Дождик, поливавший последние два дня, прекратился, Заборск постепенно просыхал и местами даже радовал яркими красками. Макс прошел мимо огромного монастыря с прорвой церквей за белой могучей стеной, пропустил блаженного вида девку в платочке и еще пару таких же злобно-смиренных матрешек, перешел проспект по подземке. На стенах местные умельцы намалевали пейзаж из взгорков и пригорков, где вперемешку с елками из земли на кочках торчали кресты с парящими сверху голубками. Кто-то разукрасил эту лубочную благодать свастикой почему-то золотого цвета. В конце перехода два мужика в рабочих робах замазывали панно синей краской точно такого же цвета, как на стенах сортира в казарме, где Макс жил во время службы. Он взбежал по ступенькам на солнце, прошел еще немного вдоль дороги, повернул. И оказался у цели: осталось только подняться на крыльцо и толкнуть тяжелую глухую дверь. Макс уже взялся за ручку, когда его окликнули, он обернулся на знакомый голос. Под кустами сирени неподалеку стояла лавочка, оттуда торопился Витька. Он на ходу докурил и бросил окурок, следом за Витькой с лавочки вскочила круглая коротенькая барышня, глазастая, щекастая, в пестром платье в пол и на острых каблучках.
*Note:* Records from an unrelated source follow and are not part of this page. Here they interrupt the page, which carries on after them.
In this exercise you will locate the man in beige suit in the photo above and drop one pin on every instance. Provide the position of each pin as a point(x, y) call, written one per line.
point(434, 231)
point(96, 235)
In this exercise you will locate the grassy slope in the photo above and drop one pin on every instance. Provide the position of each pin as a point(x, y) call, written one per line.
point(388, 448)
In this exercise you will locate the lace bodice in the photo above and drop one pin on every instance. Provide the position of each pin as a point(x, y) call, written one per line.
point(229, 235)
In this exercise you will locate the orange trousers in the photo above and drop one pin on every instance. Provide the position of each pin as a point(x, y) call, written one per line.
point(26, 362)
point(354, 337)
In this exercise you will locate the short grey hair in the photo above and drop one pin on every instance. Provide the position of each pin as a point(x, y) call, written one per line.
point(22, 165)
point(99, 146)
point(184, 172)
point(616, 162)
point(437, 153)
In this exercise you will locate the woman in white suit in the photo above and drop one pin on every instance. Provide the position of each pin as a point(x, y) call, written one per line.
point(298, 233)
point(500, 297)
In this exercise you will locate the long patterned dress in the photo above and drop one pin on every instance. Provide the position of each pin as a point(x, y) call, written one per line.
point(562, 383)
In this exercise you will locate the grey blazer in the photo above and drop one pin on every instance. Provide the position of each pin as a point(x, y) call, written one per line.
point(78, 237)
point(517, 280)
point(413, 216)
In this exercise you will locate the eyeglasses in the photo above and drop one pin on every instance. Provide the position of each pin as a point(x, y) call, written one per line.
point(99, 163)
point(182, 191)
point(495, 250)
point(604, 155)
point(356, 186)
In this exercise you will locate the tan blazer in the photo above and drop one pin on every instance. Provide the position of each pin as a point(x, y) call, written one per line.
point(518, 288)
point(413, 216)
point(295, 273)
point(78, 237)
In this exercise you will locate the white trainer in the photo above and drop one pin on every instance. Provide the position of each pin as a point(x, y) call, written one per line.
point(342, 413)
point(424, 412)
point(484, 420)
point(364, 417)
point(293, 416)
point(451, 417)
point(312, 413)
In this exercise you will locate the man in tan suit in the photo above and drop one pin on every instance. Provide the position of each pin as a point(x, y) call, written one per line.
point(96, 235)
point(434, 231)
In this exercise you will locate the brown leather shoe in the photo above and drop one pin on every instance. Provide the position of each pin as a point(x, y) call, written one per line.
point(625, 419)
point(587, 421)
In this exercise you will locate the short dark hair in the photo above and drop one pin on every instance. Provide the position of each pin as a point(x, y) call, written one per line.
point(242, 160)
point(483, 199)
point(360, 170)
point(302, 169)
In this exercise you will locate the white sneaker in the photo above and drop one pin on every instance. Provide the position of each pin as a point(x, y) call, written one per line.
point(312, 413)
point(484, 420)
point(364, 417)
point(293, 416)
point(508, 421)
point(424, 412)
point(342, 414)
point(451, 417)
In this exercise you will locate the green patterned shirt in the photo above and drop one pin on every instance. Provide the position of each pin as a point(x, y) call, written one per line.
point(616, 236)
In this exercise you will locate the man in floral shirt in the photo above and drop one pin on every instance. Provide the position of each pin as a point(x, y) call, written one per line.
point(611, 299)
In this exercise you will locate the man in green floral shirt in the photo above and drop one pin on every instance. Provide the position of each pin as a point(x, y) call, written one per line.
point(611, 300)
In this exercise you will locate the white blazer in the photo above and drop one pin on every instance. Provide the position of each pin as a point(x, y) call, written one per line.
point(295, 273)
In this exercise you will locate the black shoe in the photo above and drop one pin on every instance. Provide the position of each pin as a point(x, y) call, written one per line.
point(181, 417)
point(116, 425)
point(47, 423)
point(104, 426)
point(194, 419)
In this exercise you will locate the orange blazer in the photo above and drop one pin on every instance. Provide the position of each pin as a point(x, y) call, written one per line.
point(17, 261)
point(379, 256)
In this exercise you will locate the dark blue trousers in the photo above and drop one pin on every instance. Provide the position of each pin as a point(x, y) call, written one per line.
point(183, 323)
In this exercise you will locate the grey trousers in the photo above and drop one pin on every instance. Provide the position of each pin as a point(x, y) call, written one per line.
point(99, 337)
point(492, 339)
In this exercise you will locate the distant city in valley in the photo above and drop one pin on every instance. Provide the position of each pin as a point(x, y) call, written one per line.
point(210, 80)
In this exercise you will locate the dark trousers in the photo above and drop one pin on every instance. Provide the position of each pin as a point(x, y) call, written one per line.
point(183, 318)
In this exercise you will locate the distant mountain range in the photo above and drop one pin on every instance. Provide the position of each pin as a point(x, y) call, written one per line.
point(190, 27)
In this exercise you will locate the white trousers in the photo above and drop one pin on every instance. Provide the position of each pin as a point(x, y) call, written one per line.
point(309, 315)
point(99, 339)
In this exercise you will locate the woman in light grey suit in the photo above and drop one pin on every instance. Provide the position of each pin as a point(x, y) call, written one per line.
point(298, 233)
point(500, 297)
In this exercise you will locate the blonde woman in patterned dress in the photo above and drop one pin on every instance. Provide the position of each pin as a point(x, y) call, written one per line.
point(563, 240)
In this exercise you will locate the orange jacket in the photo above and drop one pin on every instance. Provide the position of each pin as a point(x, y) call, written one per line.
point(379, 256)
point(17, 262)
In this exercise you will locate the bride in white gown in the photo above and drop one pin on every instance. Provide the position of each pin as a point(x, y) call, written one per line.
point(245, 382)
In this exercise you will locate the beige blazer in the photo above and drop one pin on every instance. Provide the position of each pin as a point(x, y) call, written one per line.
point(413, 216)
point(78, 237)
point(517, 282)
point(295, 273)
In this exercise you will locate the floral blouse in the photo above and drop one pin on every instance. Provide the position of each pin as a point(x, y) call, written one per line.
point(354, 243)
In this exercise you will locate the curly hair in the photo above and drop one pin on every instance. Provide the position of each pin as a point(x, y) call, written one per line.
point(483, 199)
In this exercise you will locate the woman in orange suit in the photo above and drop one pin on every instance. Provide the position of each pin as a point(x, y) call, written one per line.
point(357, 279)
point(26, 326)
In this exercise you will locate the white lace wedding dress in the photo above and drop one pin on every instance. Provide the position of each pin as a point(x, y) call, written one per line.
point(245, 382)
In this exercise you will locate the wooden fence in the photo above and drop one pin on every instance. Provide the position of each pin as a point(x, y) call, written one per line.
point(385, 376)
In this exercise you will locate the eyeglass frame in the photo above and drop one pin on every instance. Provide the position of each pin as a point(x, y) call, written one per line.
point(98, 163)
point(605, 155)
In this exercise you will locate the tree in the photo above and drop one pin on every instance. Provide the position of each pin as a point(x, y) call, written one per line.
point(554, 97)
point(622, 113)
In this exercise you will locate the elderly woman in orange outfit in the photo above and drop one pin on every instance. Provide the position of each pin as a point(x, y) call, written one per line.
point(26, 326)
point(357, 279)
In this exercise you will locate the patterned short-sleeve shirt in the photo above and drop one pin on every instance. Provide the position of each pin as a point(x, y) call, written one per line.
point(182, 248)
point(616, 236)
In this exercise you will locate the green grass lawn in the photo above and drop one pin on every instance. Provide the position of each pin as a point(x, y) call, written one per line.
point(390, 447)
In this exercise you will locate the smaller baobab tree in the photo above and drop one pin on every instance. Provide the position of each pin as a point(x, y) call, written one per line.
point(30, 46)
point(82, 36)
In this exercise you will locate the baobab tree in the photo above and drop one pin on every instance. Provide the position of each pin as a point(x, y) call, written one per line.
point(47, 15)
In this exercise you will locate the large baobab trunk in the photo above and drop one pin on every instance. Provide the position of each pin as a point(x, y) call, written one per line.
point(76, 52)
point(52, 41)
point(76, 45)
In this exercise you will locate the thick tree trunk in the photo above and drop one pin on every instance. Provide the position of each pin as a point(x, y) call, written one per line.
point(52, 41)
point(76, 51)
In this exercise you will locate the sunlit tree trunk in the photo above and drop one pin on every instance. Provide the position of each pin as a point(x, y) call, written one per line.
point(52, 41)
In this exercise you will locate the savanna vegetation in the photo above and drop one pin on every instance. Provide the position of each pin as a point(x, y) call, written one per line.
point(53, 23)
– Тамара, подожди, – Витька махнул барышне, та села на место и заулыбалась Максу, заморгала круглыми глазками. Витька подбежал, схватил Макса за рукав и потащил в сторону.
– Здор
– Ну да, на полдесятого.
– Я только оттуда, – сказал Витька Выглядел он неплохо: умыт, причесан, побрит, шмотки недорогие, но новые, даже щеки чуть округлились за неделю, что Макс его не видел. Витьке тоже дали комнату в общаге, он переночевал там пару раз и пропал из виду, как в воду канул. Макс решил, что тот смылся от греха подальше, а нет, исчезновение имело простое объяснение.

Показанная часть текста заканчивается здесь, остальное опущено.